Blood and Lymphatic System Disorders: leukopenia, thrombocytopenia;
Immune System Disorders: allergic reaction;
Nervous System Disorders: hypoesthesia;
Eye Disorders: Intraoperative Floppy Iris Syndrome [see Warnings and precautions (5.2)];
Cardiac Disorders: bradycardia;
Respiratory, Thoracic and Mediastinal Disorders: bronchospasm aggravated;
Gastrointestinal Disorders: vomiting;
Hepatobiliary Disorders: cholestasis, hepatitis cholestatic;
Skin and Subcutaneous Tissue Disorders: urticaria;
Musculoskeletal and Connective Tissue Disorders: muscle cramps, muscle weakness;
Renal and Urinary Disorders: hematuria, micturition disorder, micturition frequency, nocturia;
Reproductive System and Breast Disorders: gynecomastia, priapism.
In vitro studies suggest that doxazosin is a substrate of CYP3A4. Strong CYP3A inhibitors may increase exposure to doxazosin. Monitor blood pressure and for symptoms of hypotension when doxazosin tablets are used concomitantly with strong CYP3A inhibitors [see Clinical Pharmacology (12.3)].
Concomitant administration of doxazosin tablets with a phosphodiesterase-5 (PDE-5) inhibitor can result in additive blood pressure lowering effects and symptomatic hypotension. Monitor blood pressure and for symptoms of hypotension [see Warnings and Precautions (5.1)].
Risk Summary
The limited available data with doxazosin tablets in pregnant women are not sufficient to inform a drug-associated risk for major birth defects and miscarriage. However, untreated hypertension during pregnancy can result in increased maternal risks [see Clinical Considerations]. In animal reproduction studies, no adverse developmental effects were observed when doxazosin was orally administered to pregnant rabbits and rats during the period of organogenesis at doses of up to 41 mg/kg and 20 mg/kg, respectively (exposures in rabbits and rats were 10 and 4 times, respectively, the human AUC exposures with a 12 mg/day therapeutic dose). A dosage regimen of 82 mg/kg/day in the rabbit was associated with reduced fetal survival [see Data].
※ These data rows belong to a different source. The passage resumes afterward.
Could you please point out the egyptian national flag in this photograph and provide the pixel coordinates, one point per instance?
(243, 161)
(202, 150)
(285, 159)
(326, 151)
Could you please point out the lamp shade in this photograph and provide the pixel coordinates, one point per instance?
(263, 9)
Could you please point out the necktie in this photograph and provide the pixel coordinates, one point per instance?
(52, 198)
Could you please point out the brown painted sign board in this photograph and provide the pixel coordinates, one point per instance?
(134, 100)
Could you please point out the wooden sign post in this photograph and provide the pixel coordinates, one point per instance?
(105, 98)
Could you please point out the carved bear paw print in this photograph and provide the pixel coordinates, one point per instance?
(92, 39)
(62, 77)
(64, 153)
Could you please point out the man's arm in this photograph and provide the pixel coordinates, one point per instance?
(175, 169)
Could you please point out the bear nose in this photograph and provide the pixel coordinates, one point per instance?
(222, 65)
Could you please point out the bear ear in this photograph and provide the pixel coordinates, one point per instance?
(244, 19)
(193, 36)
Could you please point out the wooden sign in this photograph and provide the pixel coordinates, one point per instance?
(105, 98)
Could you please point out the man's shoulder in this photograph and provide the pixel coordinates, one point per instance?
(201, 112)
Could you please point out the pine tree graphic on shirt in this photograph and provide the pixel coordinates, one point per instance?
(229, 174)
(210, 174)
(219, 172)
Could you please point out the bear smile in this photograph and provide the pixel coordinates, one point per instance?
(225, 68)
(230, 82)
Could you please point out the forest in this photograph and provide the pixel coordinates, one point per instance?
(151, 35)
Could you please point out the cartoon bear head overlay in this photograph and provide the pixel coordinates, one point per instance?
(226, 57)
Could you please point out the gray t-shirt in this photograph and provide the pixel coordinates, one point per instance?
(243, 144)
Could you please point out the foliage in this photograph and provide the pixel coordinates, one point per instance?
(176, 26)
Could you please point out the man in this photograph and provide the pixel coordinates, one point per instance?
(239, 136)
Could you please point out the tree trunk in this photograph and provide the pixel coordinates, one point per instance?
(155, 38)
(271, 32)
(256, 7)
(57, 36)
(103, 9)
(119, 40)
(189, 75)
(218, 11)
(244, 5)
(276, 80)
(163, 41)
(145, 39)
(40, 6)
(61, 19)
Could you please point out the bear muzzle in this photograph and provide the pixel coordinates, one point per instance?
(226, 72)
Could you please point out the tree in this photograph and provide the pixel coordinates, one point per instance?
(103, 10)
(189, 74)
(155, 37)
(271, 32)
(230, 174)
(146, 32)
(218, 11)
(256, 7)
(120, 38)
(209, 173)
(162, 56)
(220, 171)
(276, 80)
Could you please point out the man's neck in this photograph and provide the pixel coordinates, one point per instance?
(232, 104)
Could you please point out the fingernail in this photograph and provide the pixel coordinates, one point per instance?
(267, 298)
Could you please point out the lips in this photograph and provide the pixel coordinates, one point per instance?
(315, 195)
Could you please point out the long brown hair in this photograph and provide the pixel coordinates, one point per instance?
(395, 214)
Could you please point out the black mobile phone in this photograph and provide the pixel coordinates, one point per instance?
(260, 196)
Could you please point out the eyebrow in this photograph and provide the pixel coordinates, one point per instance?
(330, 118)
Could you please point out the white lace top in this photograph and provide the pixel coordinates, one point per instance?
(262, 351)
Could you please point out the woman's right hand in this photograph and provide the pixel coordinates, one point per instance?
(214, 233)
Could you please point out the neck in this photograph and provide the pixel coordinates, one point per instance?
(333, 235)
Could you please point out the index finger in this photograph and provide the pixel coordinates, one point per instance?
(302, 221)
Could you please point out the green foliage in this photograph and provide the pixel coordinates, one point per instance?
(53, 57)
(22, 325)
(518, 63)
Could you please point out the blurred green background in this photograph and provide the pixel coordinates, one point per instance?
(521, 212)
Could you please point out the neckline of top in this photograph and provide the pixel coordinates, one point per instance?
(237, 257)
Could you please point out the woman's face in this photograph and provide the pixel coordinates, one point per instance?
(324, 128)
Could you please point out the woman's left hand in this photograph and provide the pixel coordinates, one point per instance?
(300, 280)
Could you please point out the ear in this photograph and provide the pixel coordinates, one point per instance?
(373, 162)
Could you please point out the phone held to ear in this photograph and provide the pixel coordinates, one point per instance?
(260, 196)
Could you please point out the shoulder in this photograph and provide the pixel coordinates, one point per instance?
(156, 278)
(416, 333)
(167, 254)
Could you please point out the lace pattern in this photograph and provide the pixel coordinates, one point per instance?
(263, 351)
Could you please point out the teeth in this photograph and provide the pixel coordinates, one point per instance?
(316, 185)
The estimated background risk of major birth defects and miscarriage for the indicated population is unknown. In the U.S. general population, the estimated background risk of major birth defects and miscarriage in clinically recognized pregnancies is 2% to 4% and 15% to 20%, respectively.
Clinical Considerations
Disease-Associated Maternal and/or Embryo/fetal Risk
Hypertension in pregnancy increases the maternal risk for pre-eclampsia, gestational diabetes, premature delivery, and delivery complications (e.g., need for cesarean section, and post-partum hemorrhage). Hypertension increases the fetal risk for intrauterine growth restriction and intrauterine death.
Data
Animal Data
Radioactivity was found to cross the placenta following oral administration of labelled doxazosin to pregnant rats. Studies in pregnant rabbits and rats at daily oral doses of up to 41 mg/kg and 20 mg/kg, respectively (plasma drug concentrations of 10 and 4 times, respectively, the human AUC exposures with a 12 mg/day therapeutic dose), have revealed no evidence of adverse developmental effects. A dosage regimen of 82 mg/kg/day in the rabbit was associated with reduced fetal survival. In peri- and postnatal studies in rats, postnatal development at maternal doses of 40 mg/kg/day or 50 mg/kg/day of doxazosin (about 8 times human AUC exposure with a 12 mg/day therapeutic dose) was delayed, as evidenced by slower body weight gain and slightly later appearance of anatomical features and reflexes.
Risk Summary
There is limited information on the presence of doxazosin in human milk [see Data]. There is no information on the effects of doxazosin on the breastfed infant or the effects on milk production.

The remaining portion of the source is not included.